Like Romero’s living dead, we see a faceless mob. Just like most zombies, the tethered can’t speak, and we don’t really know for sure if they can communicate with each other. Outside of making a human chain, they don’t seem to have any personal agency, making them not much more than a mass of relentless killers that grunt a lot and drag their feet. The allegory becomes clearer once we visit their underground complex where the tethered live. Legions of tethered shuffle about, slowly dragging their feet and waving their arms, seemingly at random. Not much more than shadows tied to people they’ve never met, with no free will and no grasp at what life is above ground, you could almost add a few shots of them eating brains and call it a day.
The Us ending left us with a lot of questions, and a fear of scissors
The tethered have more in common with the original depiction of zombies as slaves of voodoo in Haitian folklore. Unlike Romero’s ghouls, which were threatening but mindless monsters with no life or conscience, the tethered aren’t long-dead beings, but people who’ve been purposely put in this position for a reason. After returning the genre to its roots in this way, Peele then goes one step further and twists the concept to reflect his social commentary for a new generation.
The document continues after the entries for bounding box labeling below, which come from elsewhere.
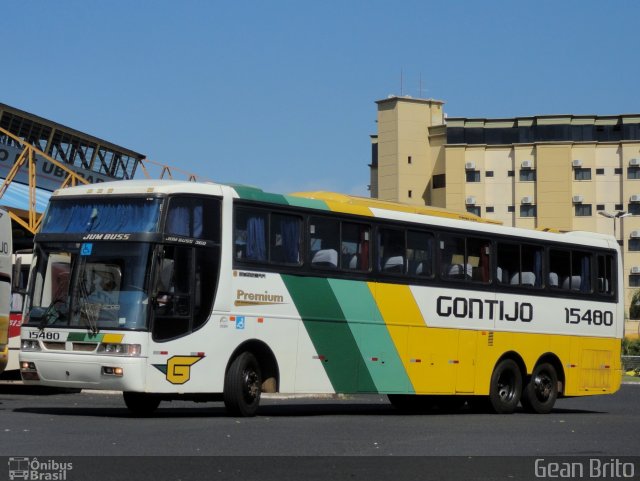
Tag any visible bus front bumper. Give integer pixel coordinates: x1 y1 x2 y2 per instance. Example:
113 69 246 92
20 352 147 392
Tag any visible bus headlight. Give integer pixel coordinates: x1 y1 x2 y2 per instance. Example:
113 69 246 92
98 343 142 357
20 339 42 352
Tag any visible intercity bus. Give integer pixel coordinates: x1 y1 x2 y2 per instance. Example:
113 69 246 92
20 181 624 416
0 209 13 374
3 250 33 378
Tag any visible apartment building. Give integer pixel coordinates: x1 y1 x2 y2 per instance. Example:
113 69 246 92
370 97 640 330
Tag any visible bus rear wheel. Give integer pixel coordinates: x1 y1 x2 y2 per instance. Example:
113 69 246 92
122 392 160 416
489 359 522 414
520 362 558 414
223 352 262 417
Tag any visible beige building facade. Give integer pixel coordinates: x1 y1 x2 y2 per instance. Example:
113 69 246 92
370 97 640 335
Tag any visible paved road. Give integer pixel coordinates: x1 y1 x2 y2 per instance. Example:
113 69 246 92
0 385 640 456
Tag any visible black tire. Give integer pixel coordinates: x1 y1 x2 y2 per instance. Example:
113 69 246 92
223 352 262 417
489 359 522 414
520 362 558 414
122 392 160 417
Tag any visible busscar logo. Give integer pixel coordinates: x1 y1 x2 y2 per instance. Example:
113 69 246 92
235 289 285 306
9 457 73 481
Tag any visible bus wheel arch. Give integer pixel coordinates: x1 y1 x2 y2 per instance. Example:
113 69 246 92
520 354 564 414
222 341 278 417
489 352 527 414
225 339 280 393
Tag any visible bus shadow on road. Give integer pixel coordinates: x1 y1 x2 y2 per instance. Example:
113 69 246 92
13 403 606 419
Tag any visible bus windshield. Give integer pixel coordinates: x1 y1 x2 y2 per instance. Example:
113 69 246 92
26 242 152 332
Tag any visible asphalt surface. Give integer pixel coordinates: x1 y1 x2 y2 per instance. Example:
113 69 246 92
0 384 640 456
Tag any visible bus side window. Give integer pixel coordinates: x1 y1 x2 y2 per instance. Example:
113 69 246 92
596 254 614 295
269 213 302 264
378 228 406 274
406 231 435 277
309 217 340 269
340 222 371 271
233 207 269 262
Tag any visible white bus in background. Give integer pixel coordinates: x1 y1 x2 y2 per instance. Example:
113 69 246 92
3 249 33 379
0 209 13 373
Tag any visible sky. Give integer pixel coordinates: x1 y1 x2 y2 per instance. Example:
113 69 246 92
0 0 640 196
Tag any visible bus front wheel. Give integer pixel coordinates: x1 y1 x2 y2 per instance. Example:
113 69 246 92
223 352 262 417
122 392 160 416
489 359 522 414
520 362 558 414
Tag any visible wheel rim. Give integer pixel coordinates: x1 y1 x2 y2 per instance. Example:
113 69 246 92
242 369 260 404
498 372 516 402
533 372 553 402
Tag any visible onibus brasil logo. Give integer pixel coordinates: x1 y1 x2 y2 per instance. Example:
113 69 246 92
9 457 73 481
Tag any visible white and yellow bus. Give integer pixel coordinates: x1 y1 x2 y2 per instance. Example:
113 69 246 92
0 209 13 374
20 181 624 416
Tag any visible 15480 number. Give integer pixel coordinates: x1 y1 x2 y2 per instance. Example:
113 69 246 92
564 307 613 326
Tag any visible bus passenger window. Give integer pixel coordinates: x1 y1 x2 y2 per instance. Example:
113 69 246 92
549 249 571 289
440 235 464 279
309 217 340 269
378 229 406 274
596 254 614 294
466 237 491 284
565 251 591 292
340 222 370 271
269 214 302 264
406 231 434 277
233 207 269 262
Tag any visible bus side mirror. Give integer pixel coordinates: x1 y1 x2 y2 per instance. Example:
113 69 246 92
11 257 22 291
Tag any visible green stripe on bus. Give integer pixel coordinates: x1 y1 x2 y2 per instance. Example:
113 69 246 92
232 185 289 205
329 279 413 393
282 275 375 392
284 195 329 210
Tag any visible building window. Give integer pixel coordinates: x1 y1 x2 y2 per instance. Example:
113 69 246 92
575 204 591 217
520 169 536 182
627 167 640 179
467 205 482 217
433 174 447 189
616 202 640 215
520 204 536 217
573 168 591 180
467 170 480 182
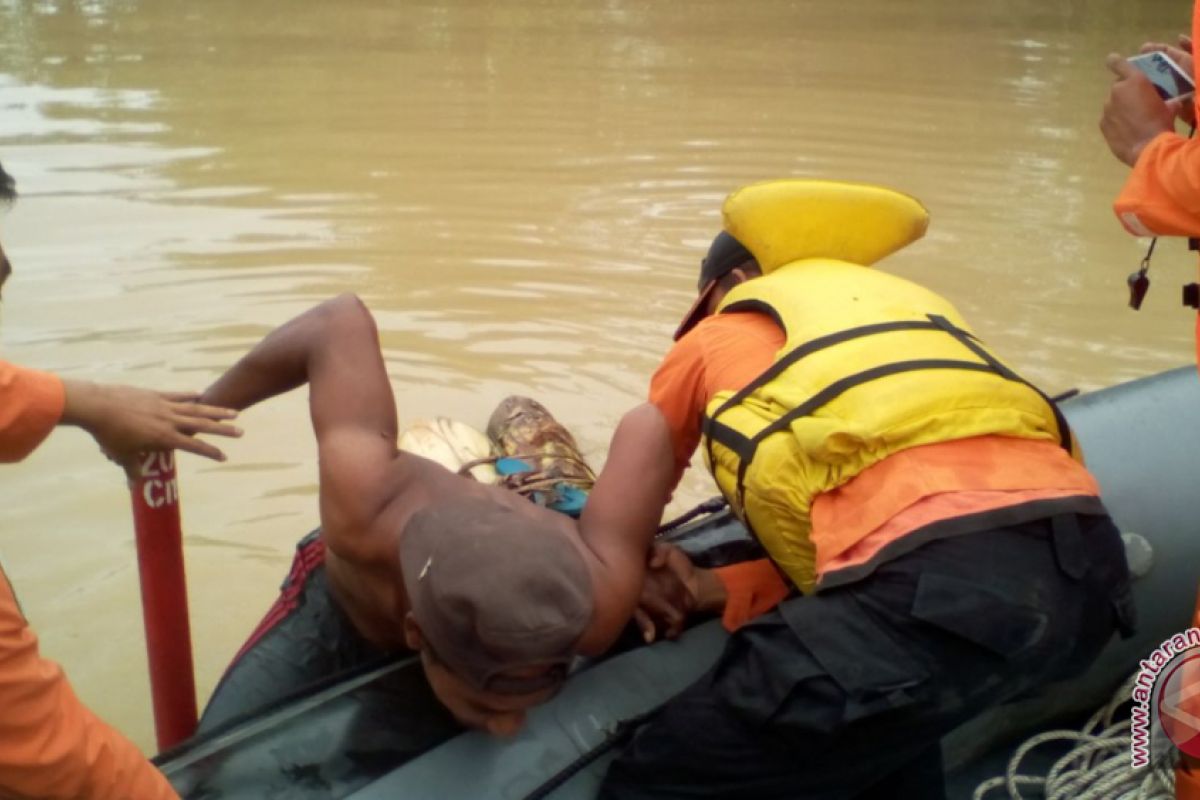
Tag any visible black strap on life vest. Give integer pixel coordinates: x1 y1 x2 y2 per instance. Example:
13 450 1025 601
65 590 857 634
701 314 1070 517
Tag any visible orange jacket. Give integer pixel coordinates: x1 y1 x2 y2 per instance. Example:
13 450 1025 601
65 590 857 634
0 361 179 800
1112 0 1200 236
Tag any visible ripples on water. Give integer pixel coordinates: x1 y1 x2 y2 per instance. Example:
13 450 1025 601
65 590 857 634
0 0 1192 746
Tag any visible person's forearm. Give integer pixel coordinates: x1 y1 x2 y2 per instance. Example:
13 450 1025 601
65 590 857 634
200 294 374 410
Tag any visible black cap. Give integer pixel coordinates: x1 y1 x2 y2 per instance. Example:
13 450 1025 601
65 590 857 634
674 230 754 341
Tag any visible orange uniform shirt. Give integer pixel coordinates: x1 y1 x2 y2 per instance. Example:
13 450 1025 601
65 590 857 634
0 361 179 800
649 313 1099 630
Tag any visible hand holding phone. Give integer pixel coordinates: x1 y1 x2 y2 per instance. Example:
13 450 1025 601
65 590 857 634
1127 50 1196 101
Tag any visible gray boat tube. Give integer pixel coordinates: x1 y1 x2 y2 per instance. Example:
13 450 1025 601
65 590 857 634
156 367 1200 800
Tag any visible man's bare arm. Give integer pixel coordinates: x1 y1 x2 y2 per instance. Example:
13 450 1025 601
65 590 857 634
200 294 397 561
580 403 676 655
After the film’s premiere at SXSW, Peele said he was inspired to write Us because we live in a time where we fear the other, and he wanted to hold a mirror to the audience: “I wanted to suggest that maybe the monster we really need to look at has our face. Maybe the evil is us.” Although zombie movies have changed a lot over the years, one thing that remains the same – besides the general decaying-look – is that the zombies represent an outside threat. By turning his zombies into doppelgängers, Peele turns the genre on its head. The tethered literally look like our ‘heroes’ and they know everything about them.
If you thought fighting a super slow zombie that groans was bad enough, how about fighting someone who looks just like you and knows exactly what you’ll do in any given situation? Someone who’ll come for you, and you alone, and whose only goal is to murder you with shiny, golden scissors? We don’t see the tethered kill anyone other than their own counterparts, at least not directly. When Dahlia attacks Adelaide, she stops short of killing her, as if she isn’t allowed to. It appears that they only go for their doppelgängers, which makes it all the scarier.
Zombies have been around since the beginning of horror cinema, and they are not going anywhere. Every once in a while, a filmmaker comes along that challenges what we think we know about the genre. In that regard, Jordan Peele has given us a new type of zombie threat for the times we live in. A zombie movie that doesn’t look at outside dangers, but inwards.